Tuesday, January 18, 2005

fun with daterra & don't forget sumatra

while the overall effect of the tragic tsunami on coffee may not yet be clear, it's still important to remember that the rebuilding there will be long-term, and people need to be fed.

i've mentioned the coffee-oriented relief fund before. don't forget coffeekids, which has so far raised about US$50,000 for sumatra from the coffee community. this has been used to buy, among other things, 3 tons of rice to feed the people there.

you can also contribute by enjoying peter g's counterculture aceh relief coffee.

here in new york i was intrigued to read in the ny times yesterday that dunkin donuts intends to take on the mermaid in manhattan by opening 200 stores. since the dunkin coffee is a lighter roast, which is generally more in line with new york regional taste preferences, i would expect it to be a battle royal. . .

until i read that dunkin is opening only smallish stores! many new yorkers who frequent the mermaid do so to utilize those large comfy seating spaces as their living rooms.

dunkin must be betting on the to-go market here and may be avoiding an out-and-out confrontation with howard.

but let me skip past this small news to the cupping held at the exchange by daterra, producers of specialty brazil coffees. there's been a lot of talk about these coffees lately on coffeegeek.

alas, i only had time to drop by the tasting briefly. linda had held a similar tasting on the west coast, and the coffees that were said to have the buzz from there were the "sweet yellow;" the pre-blended "sunrise;" and the pre-blended "villa borgesi."

i thought the "sunrise" was interesting. others liked the peaberry they offered, number "647."

(scaa flavor wheels at the ready?)

the "sunrise" seemed like a good bet for espresso to me: one of the thicker-bodied coffees there, with a floral-type fragrance, mild taste, and almond or marizpan-y aromas. i didn't get a chance to cup it cold.

i thought the "villa borgesi" had an intriguing fragrance, floral and almost like hazelnut extract. i was running a tad late, but i would have liked to have sampled that particular coffee; i just didn't get a chance to taste it!

it was also fantastic to see the ever-gracious linda smithers, karen gordon, oren bloostein and genevieve felix, peter longo, mary petitt (this woman should rule the universe, to my mind! i love her "gondola paddling" method of bringing the grounds up from the bottom of the cup to smell; she manipulates her spoon just as a gondolier rows the oar [remo] in the oarlock [forcula]), among others.

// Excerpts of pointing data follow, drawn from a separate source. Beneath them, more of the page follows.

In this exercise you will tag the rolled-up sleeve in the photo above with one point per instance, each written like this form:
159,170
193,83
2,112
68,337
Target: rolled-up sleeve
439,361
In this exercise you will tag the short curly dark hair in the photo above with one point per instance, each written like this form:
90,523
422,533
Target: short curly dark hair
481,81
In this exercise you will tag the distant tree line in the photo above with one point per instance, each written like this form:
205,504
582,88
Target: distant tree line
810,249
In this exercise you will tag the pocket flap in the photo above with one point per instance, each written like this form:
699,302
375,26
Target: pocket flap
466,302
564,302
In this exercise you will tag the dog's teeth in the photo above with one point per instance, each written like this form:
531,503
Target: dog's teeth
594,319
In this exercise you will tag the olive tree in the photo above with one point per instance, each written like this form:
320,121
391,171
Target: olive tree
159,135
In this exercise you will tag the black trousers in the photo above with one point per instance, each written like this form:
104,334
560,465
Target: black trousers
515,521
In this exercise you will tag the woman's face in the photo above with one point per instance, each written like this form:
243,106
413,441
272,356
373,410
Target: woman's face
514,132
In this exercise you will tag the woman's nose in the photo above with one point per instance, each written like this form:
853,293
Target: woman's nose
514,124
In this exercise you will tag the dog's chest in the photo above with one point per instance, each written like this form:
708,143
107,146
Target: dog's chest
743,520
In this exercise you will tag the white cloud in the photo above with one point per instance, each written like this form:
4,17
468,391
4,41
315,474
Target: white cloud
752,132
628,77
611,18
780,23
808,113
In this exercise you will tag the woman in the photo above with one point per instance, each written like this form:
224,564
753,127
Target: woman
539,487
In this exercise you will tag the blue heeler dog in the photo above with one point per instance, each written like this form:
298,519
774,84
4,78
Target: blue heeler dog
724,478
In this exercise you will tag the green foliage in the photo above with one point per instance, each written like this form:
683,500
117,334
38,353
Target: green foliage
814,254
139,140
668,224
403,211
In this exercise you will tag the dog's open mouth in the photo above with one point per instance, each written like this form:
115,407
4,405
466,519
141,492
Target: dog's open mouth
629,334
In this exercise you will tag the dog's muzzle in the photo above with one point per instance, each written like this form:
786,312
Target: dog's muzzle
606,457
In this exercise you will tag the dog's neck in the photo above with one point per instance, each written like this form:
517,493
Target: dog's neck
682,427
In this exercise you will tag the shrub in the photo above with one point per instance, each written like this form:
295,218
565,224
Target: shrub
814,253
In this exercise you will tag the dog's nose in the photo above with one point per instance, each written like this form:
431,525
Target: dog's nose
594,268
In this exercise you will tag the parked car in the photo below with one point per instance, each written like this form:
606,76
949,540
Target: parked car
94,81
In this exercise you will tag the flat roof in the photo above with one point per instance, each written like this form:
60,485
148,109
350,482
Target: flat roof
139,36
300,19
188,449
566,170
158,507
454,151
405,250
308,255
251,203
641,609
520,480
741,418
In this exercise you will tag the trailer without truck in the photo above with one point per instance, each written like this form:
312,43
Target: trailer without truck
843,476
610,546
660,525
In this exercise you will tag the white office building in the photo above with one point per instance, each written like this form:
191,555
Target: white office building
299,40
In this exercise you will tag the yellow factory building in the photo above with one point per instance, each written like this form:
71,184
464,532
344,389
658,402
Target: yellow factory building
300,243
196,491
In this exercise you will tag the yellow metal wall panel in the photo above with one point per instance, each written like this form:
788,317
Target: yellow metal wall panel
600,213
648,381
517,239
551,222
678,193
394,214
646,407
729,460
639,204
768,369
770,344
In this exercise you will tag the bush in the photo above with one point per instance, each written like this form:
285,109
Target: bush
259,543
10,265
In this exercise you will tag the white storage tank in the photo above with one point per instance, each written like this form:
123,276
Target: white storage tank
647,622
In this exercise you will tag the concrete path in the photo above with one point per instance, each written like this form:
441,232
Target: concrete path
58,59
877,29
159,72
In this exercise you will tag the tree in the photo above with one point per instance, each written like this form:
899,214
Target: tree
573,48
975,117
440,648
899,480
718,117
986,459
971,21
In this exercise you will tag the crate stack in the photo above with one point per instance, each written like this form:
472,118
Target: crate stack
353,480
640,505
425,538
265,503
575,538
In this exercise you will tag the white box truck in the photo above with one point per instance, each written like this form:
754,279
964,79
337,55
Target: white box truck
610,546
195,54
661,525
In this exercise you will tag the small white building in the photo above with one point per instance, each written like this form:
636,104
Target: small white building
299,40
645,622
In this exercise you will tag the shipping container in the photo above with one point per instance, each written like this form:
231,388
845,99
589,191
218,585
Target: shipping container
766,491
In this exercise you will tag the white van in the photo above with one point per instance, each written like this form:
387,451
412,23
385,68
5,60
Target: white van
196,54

many thanks to linda for being so sweet as to open the doors and let me slip in.

what was also deeply interesting was to hear isabel and luis pascoal, the farmers, describe the advanced technology they are using at daterra to insure high-quality. for example, they have divided the farm into small parcels and use gps to track all the coffee.

so when they taste a certain batch of coffee, they can tell immediately what part of the farm it came from, how those trees were cared for, even what workers were responsible for that plot, etc. and i was happy to hear that they offer health care, housing, and educational programs for all their workers.

their coffees are rainforest and utz kapeh certified; plus they have worked to preserve natural wetlands and waterfalls on their farm. the pascoals have also planted fruit trees to attract native birds back to the land.

since they work with illy, they have advanced espresso labs on site, which was really cool to hear about. they also have a very interesting and to my brief experience unique method of cupping coffees for espresso.

they do this 3 blends at a time, using 3 cups of each blend. the cupping lab worker chooses 1 cup from one blend, 1 cup from a second, and all the cups from the remaining.

the cupper has to first identify what 3 cups are the same. then the cupper discards the 2 extra cups of the "same" batch, and cups one bowl of each as normal.

they also taste the espresso thru the brew process, by sampling it as an americano. further, they test by measuring and tasting the wet crema, as well as measuring and tasting the dry crema alone in a cup after drying out the liquid.

and last but not least, they divide the shot into 6 second stages, to catch each 6 seconds of every pour into an individual shot glass for tasting.